As many electric-car buyers know, when you decide to plunge into the electric-car world, you expect a specific amount of money to come back to you.
For the last few years, EV rebates and tax credits have played an important role in the increase of electric-car purchases. These incentives have encouraged many to go the electric route, and leave gas in the past.
These subsidies have caused no little disagreement in the state of California, but not in a way you might think. For a while now, there has been discussion on whether or not wealthy buyers should recieve the same EV rebates as those in the lower income bracket. Well, as of July 1st, California has added limits to these rebates, all depending on income, applying to both electric-cars and plug-in hybrids.
The California Clean Vehicle Rebate Program has been handing out an equal amount of money in rebates to everyone. They have been giving $2,500 for electric-cars and $1,500 for plug-in hybrids. Now, though, those with income under 300% of the Federal Poverty Limit are able to get up to $4,000 for an electric, $3,000 for a plug-in hybrid, and $6,500 for hydrogen fuel-cell cars.
In view of this, those with income of $250,000 or greater are not able to receive EV rebates, though they’ll still qualify for the $5,000 rebate for hydrogen fuel-cell cars, as the new cap does not apply to these models. These changes will mostly affect the sales of Tesla Motors cars, since the rich tend to have a predilection for them.

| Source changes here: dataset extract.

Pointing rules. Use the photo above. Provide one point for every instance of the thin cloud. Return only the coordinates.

As this 2015-2016 fiscal year begins, the Clean Vehicle Rebate Program funding has increased from $121 million to $163 million. Since 2010, this program has disbursed at least $217 Million rebates. Up until now, it seems that those receiving the rebates have been in the wealthier class of Californians. With this change, the desired outcome will be getting these rebates to those who need them most, as well as reducing emissions the most.